Fahim (Ahmed Assad) va rencontrer Sylvain Charpentier (Gérard Depardieu) un entraîneur bourru, mais bienveillant.
Fahim (Ahmed Assad) va rencontrer Sylvain Charpentier (Gérard Depardieu) un entraîneur bourru, mais bienveillant.

Fahim: Le (jeune) roi des échecs ***

Éric Moreault
Éric Moreault
Le Soleil
Il y a des récits où la réalité dépasse la fiction. Fahim en est un. Imaginez : un garçon du Bangladesh qui demande l’asile politique en France avec son père, vit dans la rue et gagne néanmoins le championnat d’échecs national des moins de 12 ans ! En résulte un feel good movie assumé, avec une empathie marquée pour le sort des migrants.

Pierre-François Martin-Laval a adapté Un roi clandestin, le récit autobiographique de Fahim Mohammad, en prenant quelques libertés (notamment en condensant les évènements pour des raisons dramatiques).

Mais le réalisateur de Gaston Lagaffe s’est tenu le plus proche possible des faits. Il amorce d’ailleurs le long métrage avec des images d’archives de la violence politique qui gangrène le Bangladesh dans les années 2000. Ce qui explique la fuite de Nura (Mizanur Rahaman), qui craint pour sa vie, avec son fils prodige, interprété par Ahmed Assad, laissant femme et enfant au pays.
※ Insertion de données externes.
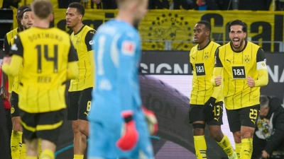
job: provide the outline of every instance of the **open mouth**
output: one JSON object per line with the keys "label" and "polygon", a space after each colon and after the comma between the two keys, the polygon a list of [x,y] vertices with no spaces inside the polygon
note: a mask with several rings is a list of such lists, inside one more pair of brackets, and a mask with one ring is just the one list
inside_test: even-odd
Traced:
{"label": "open mouth", "polygon": [[233,40],[233,44],[234,46],[239,46],[240,45],[240,39],[235,38]]}

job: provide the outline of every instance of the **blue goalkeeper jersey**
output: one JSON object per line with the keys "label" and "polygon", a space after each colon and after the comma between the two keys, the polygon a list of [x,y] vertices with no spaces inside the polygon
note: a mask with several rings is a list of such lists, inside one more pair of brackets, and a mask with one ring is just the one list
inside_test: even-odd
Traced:
{"label": "blue goalkeeper jersey", "polygon": [[141,106],[138,83],[140,35],[130,24],[109,20],[93,37],[95,89],[90,121],[121,122],[121,112],[136,112]]}

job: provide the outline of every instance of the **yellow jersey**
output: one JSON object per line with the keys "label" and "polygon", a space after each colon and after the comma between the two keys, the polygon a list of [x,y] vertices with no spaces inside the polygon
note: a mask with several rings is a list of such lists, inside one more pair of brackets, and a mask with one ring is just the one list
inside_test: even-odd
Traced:
{"label": "yellow jersey", "polygon": [[[13,37],[11,40],[11,46],[14,43],[15,39]],[[11,91],[18,94],[18,86],[20,86],[20,78],[21,78],[21,73],[22,72],[23,70],[23,64],[21,65],[20,71],[18,71],[18,73],[11,78],[11,76],[9,76],[9,93],[11,93]]]}
{"label": "yellow jersey", "polygon": [[[214,55],[220,45],[209,42],[202,49],[199,45],[193,47],[190,53],[190,61],[193,71],[192,90],[190,95],[190,105],[204,105],[210,97],[216,102],[223,100],[220,87],[214,87],[211,83],[214,65]],[[215,91],[214,91],[215,90]]]}
{"label": "yellow jersey", "polygon": [[216,52],[215,67],[223,67],[224,102],[228,110],[237,110],[259,104],[260,87],[251,88],[246,78],[258,78],[258,70],[266,69],[263,50],[257,45],[245,41],[240,52],[234,52],[231,42],[220,47]]}
{"label": "yellow jersey", "polygon": [[11,49],[23,57],[19,108],[29,113],[65,108],[67,64],[77,61],[69,35],[54,28],[32,28],[20,33]]}
{"label": "yellow jersey", "polygon": [[[94,72],[92,71],[91,59],[89,54],[92,51],[92,37],[96,31],[84,25],[76,34],[70,35],[71,41],[78,56],[79,76],[77,79],[71,80],[69,92],[80,91],[94,86]],[[92,52],[93,54],[93,52]]]}
{"label": "yellow jersey", "polygon": [[19,32],[19,28],[17,28],[7,33],[4,37],[4,44],[3,47],[3,51],[6,55],[9,55],[10,53],[11,47],[11,40],[18,35]]}
{"label": "yellow jersey", "polygon": [[[30,5],[33,0],[21,0],[18,2],[18,6]],[[50,2],[53,4],[53,8],[58,8],[58,0],[50,0]]]}

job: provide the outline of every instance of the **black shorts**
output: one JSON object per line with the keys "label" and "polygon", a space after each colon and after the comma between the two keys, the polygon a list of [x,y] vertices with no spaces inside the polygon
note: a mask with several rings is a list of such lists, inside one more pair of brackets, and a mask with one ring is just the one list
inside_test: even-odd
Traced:
{"label": "black shorts", "polygon": [[231,132],[241,131],[241,126],[256,128],[259,114],[259,105],[238,110],[226,109]]}
{"label": "black shorts", "polygon": [[19,117],[18,114],[18,95],[15,92],[12,92],[11,96],[11,117]]}
{"label": "black shorts", "polygon": [[203,113],[202,105],[191,105],[188,112],[190,123],[197,121],[204,121],[208,125],[222,125],[223,124],[223,102],[215,103],[215,107],[212,113],[214,119],[208,120]]}
{"label": "black shorts", "polygon": [[92,88],[81,91],[68,93],[67,119],[68,120],[87,120],[91,110]]}
{"label": "black shorts", "polygon": [[65,109],[43,113],[28,113],[20,110],[19,112],[24,139],[40,138],[57,143],[63,125]]}

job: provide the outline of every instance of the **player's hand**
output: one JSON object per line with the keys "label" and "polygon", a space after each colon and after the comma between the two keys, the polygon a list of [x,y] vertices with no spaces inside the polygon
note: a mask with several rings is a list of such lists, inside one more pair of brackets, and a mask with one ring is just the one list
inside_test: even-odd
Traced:
{"label": "player's hand", "polygon": [[219,86],[222,84],[222,76],[221,75],[215,77],[215,78],[214,79],[216,83],[216,86]]}
{"label": "player's hand", "polygon": [[116,141],[116,146],[121,151],[130,151],[137,144],[139,134],[135,126],[135,121],[132,119],[132,111],[124,111],[121,116],[124,118],[126,131]]}
{"label": "player's hand", "polygon": [[0,88],[0,96],[3,100],[8,100],[8,90],[5,86]]}
{"label": "player's hand", "polygon": [[102,0],[92,0],[94,3],[95,3],[96,4],[99,4],[99,3],[101,3]]}
{"label": "player's hand", "polygon": [[150,131],[150,135],[154,135],[158,131],[158,121],[153,112],[147,110],[146,107],[142,107],[145,117],[148,124],[148,129]]}
{"label": "player's hand", "polygon": [[11,62],[11,57],[4,57],[4,58],[3,58],[3,64],[10,64],[10,62]]}
{"label": "player's hand", "polygon": [[266,151],[262,151],[262,158],[269,158],[269,154]]}
{"label": "player's hand", "polygon": [[246,78],[246,83],[248,87],[251,88],[253,88],[256,86],[256,81],[254,81],[253,78],[250,76],[248,76],[248,77]]}
{"label": "player's hand", "polygon": [[210,97],[202,107],[203,113],[207,119],[214,118],[213,110],[215,106],[216,98]]}

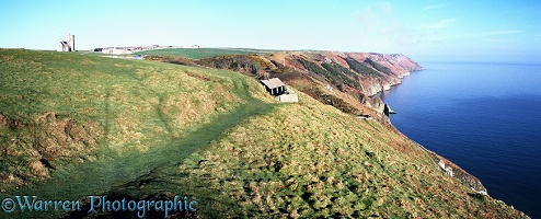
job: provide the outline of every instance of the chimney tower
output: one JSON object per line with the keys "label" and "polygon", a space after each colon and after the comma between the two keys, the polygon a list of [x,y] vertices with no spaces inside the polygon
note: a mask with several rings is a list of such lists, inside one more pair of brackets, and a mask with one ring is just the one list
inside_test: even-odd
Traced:
{"label": "chimney tower", "polygon": [[70,33],[68,33],[68,45],[70,51],[76,50],[76,35],[71,35]]}

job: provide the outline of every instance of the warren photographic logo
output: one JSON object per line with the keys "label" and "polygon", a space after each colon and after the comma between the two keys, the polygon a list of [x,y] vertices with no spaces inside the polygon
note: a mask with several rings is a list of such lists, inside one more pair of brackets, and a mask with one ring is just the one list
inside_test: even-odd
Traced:
{"label": "warren photographic logo", "polygon": [[139,218],[145,218],[148,211],[164,212],[168,217],[174,211],[196,211],[197,200],[186,196],[174,196],[172,199],[162,200],[133,200],[123,198],[110,200],[107,196],[88,196],[89,203],[80,200],[51,200],[42,199],[38,196],[13,196],[2,199],[1,209],[7,214],[38,212],[38,211],[81,211],[81,206],[90,207],[88,214],[97,211],[137,211]]}

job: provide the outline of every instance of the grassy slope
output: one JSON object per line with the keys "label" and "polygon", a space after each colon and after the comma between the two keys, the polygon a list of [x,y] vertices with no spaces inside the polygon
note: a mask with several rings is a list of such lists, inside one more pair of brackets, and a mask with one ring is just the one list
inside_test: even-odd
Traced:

Le duo doit se débrouiller à Paris sans connaître la langue et les us et coutumes — un véritable choc culturel. Fahim réussit tout de même à s’inscrire au club d’échecs de Créteil, où il rencontre un entraîneur bourru, Sylvain Charpentier, un rôle sur mesure pour Gérard Depardieu. La secrétaire, la maternelle Mathilde au grand cœur (Isabelle Nanty), veille au grain.
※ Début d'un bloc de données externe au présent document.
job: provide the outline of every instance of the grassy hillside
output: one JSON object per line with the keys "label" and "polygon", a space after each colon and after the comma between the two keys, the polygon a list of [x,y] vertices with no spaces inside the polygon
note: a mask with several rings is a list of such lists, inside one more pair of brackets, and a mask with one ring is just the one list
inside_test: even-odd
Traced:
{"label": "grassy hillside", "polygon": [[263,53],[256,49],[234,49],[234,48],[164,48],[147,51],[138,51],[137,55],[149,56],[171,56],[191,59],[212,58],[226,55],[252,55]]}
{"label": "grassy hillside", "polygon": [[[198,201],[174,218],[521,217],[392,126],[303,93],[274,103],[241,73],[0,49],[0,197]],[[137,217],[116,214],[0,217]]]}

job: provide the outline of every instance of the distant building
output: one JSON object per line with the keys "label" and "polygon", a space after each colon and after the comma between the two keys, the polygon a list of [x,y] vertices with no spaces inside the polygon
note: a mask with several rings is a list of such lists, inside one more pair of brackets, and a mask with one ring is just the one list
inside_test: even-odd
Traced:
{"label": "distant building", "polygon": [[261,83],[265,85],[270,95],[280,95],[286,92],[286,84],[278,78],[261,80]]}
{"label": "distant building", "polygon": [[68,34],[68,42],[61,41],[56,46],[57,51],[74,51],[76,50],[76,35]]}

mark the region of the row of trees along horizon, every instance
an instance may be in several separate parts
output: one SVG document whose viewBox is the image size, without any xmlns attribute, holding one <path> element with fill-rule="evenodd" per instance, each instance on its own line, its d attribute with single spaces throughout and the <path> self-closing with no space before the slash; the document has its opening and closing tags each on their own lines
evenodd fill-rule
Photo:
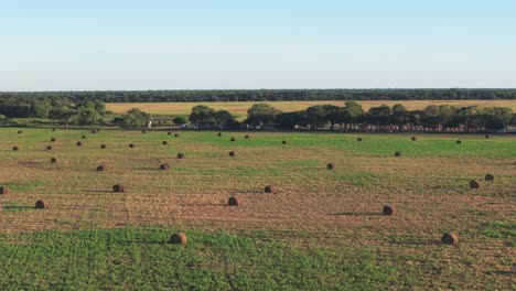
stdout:
<svg viewBox="0 0 516 291">
<path fill-rule="evenodd" d="M 0 91 L 0 100 L 68 99 L 73 103 L 301 101 L 301 100 L 494 100 L 516 99 L 516 89 L 247 89 L 247 90 L 107 90 Z"/>
<path fill-rule="evenodd" d="M 54 120 L 65 127 L 118 126 L 143 128 L 152 120 L 150 114 L 131 109 L 117 116 L 106 110 L 101 99 L 74 100 L 72 98 L 0 98 L 0 122 L 17 126 L 13 118 Z M 44 122 L 35 120 L 34 122 Z M 365 111 L 356 101 L 343 106 L 318 105 L 305 110 L 281 112 L 268 104 L 255 104 L 247 111 L 247 119 L 238 122 L 227 110 L 215 110 L 206 105 L 192 108 L 189 119 L 173 118 L 176 126 L 187 121 L 197 129 L 330 129 L 356 126 L 415 126 L 424 128 L 463 128 L 466 130 L 499 130 L 516 126 L 516 115 L 506 107 L 454 107 L 449 105 L 428 106 L 424 110 L 407 110 L 401 104 L 389 107 L 381 105 Z M 155 123 L 154 123 L 155 125 Z M 159 126 L 159 123 L 158 123 Z"/>
</svg>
Si l’attachant garçon démontre un talent fou pour les échecs et s’intègre rapidement, les choses s’avèrent beaucoup plus laborieuses pour Nura. L’occasion est belle pour explorer les relations père-fils et dénoncer par la bande les conditions de vie épouvantables des sans-papiers.
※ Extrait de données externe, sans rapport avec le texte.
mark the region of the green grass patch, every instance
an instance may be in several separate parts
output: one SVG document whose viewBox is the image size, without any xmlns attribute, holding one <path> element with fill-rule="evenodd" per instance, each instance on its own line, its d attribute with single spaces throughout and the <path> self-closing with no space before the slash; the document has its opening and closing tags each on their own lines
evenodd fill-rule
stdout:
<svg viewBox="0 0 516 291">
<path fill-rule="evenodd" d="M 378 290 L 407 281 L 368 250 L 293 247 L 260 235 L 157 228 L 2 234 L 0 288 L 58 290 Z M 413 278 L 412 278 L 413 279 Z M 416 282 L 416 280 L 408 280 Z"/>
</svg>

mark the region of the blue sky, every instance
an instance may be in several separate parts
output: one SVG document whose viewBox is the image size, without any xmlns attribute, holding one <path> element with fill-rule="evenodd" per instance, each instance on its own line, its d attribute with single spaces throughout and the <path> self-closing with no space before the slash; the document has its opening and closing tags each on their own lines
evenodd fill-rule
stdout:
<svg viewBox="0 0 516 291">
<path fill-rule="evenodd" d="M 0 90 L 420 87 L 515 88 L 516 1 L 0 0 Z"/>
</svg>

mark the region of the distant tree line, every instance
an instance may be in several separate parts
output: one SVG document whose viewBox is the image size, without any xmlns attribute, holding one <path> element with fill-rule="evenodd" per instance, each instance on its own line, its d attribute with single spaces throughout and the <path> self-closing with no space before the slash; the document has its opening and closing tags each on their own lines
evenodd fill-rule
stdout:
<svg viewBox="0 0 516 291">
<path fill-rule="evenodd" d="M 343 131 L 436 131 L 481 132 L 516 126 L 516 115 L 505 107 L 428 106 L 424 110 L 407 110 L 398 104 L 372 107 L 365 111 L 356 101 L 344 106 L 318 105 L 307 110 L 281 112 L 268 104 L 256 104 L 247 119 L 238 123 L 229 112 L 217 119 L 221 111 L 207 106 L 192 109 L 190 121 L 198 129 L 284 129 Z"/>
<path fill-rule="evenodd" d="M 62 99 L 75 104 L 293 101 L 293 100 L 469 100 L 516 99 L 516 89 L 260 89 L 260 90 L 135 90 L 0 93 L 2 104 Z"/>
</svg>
Avec un tel sujet, Pierre-François Martin-Laval a opté pour une mise en scène sobre, mais efficace. Il appuie parfois sur le ressort du mélo, n’évite pas le politiquement correct et les bons sentiments. Reste qu’on se laisse conquérir par le fabuleux destin de Fahim et par son interprète.

Ahmed Assad démontre un talent naturel fou — ayant vécu sensiblement la même chose que le «vrai» Fahim, la résonnance est forte. Tout comme Mizanur Rahaman, modeste cuisinier qui s’en sort à merveille dans un rôle presque muet.

Le contexte avec ces acteurs amateurs explique certainement pourquoi Depardieu n’essaie pas de tirer la couverte (son personnage est inspiré de Xavier Parmentier, le réel entraîneur de Fahim, décédé pendant le tournage, à qui le film est dédié).

Quant à Isabelle Nanty, elle rayonne d’humanité bienveillante.

Fahim se veut un habile amalgame de drame social et de conte de fées. Ce qui explique que tout est bien qui finit bien. Le spectateur peut ressortir de la salle rassuré.

Mais pour les Fahim qui obtiennent un statut privilégié, combien de laissés pour compte ?

Au générique

Cote : ***

Titre : Fahim

Genre : Drame biographique

Réalisateur : Pierre-François Martin-Laval

Acteurs : Ahmed Assad, Gérard Depardieu, Isabelle Nanty

Classement : Général

Durée : 1h47

On aime : l’humanité du récit. Le triomphe de Fahim. La touche documentaire.

On n’aime pas : les bons sentiments.